There’s no doubt that AI has accelerated product marketing. Your copy is getting drafted faster, your personas are cleaner, and your positioning frameworks are getting shipped before your coffee is even cold.
But speed has made many teams less disciplined, not more insightful.
Too much AI-assisted product marketing sounds polished but lacks grounding in reality. It borrows the language of strategy without doing the strategic work required. You get neat messaging frameworks, confident claims, and copy that sounds familiar in the worst way: “built for modern teams,” “streamline workflows,” “unlock efficiency at scale.” It reads fine. It just doesn’t mean much.
That is the risk of speed without discipline. You end up with output that looks finished but was never actually thought through.
If you’re tired of seeing the same generic AI outputs dressed up as strategy, it’s time to raise the bar. Here are three ways to make sure your AI brings the evidence that shows you did your homework.
DON’T ASSUME AI KNOWS YOUR BUSINESS
Developers built large language models to predict language, not to understand your product, your buyer, or your market conditions. So, when marketers ask AI to write positioning without feeding it evidence, the model gives you the most statistically plausible version of product marketing. Not your truth, but the average version of it.
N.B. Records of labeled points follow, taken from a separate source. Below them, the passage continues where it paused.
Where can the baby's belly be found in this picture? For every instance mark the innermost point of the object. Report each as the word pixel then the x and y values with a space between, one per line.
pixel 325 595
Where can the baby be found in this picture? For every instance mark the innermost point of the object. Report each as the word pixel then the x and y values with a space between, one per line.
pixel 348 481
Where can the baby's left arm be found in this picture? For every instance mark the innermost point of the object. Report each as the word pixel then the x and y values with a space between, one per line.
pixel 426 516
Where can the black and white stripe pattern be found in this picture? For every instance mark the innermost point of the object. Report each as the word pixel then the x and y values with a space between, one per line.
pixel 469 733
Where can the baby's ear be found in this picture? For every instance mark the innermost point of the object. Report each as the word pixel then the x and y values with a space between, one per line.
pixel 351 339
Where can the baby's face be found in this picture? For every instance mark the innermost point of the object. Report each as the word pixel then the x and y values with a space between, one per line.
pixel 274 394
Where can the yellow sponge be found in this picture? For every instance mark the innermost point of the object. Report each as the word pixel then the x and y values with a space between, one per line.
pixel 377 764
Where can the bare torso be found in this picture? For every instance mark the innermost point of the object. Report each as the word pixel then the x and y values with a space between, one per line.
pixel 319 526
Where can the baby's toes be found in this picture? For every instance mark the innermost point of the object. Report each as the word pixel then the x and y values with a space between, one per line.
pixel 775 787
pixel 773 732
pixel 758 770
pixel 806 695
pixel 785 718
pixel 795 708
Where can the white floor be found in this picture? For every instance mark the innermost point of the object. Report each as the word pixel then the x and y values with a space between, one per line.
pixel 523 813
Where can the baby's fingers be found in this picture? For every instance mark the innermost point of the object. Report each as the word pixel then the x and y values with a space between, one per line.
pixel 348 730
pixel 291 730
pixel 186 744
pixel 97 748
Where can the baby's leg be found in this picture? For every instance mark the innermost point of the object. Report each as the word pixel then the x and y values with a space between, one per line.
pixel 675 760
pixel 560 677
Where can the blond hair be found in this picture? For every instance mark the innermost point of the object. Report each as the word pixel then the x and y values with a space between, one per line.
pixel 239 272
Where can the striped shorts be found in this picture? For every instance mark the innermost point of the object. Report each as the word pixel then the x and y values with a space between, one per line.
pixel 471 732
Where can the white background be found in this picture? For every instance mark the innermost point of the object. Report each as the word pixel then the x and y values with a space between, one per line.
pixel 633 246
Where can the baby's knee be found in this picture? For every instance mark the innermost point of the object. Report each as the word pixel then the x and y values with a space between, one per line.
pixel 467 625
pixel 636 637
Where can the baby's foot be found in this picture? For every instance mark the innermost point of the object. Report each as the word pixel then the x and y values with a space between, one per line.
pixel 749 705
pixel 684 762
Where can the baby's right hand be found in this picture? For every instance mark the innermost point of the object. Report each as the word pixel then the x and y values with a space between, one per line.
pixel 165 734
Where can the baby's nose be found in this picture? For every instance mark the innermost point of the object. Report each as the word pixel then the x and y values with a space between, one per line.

Before you prompt, clarify your buyer and product. What are they struggling with? What are they choosing between? What changed that makes your product matter now? If you can’t answer that clearly, the model won’t either.
That is why product marketers need to get much more demanding about what goes into these systems. Synthetic audience modeling tools like Mavera are starting to address this gap by grounding AI-assisted decisions in live signals rather than generic training data.
FEED IT EVIDENCE, NOT EMPTY PROMPTS
If you want AI to help with messaging, give it something worth working from, such as sales call transcripts, win-loss data, product usage patterns, customer objections, competitor movement, and market shifts. The quality of the output depends on the quality of the signal. Otherwise, you’re not using AI to sharpen your thinking; you’re using it to automate guesswork.
Quality output needs context. Pull a few real examples before you generate anything. Drop in direct quotes from customers. Summarize what you lost in recent deals. Call out the patterns you’re seeing. Then ask AI to work from that.
This is also where a lot of AI-generated marketing falls apart. It makes claims with no proof behind them. Teams collaborate better. Says who? Based on what? Strong product marketing has always required evidence. The best marketers show what changed, who it changed for, and why that matters now. AI should not lower that bar; it should make it easier to clear.
GET UNCOMFORTABLY SPECIFIC
AI naturally drifts toward broad, safe language unless someone forces it to get concrete. That is still the marketer’s job.
Push your prompts further than feels necessary. Who exactly is this for? What are they replacing? What are they skeptical about? What would make them say no?
A useful prompt is not, “Write positioning for our product.” It’s a brief with context, constraints, audience tension, and market inputs. If the output still sounds generic, that’s a signal. Go back and tighten the inputs until it can’t be generic. Most teams skip these steps because they slow things down. But this is the work that makes the output worth using.
The strongest product marketers are not avoiding AI. They are using it with more rigor. They know it can accelerate drafts, synthesis, and exploration. They also know it can’t replace judgment or decide what matters. It can’t tell the difference between a clean sentence and a true one.
If AI is going to sit inside your product marketing workflow, it needs to bring the evidence of its work. If it can’t, it has no business shaping your message.
Lisa Larson-Kelley is the founder and CEO of Quantious.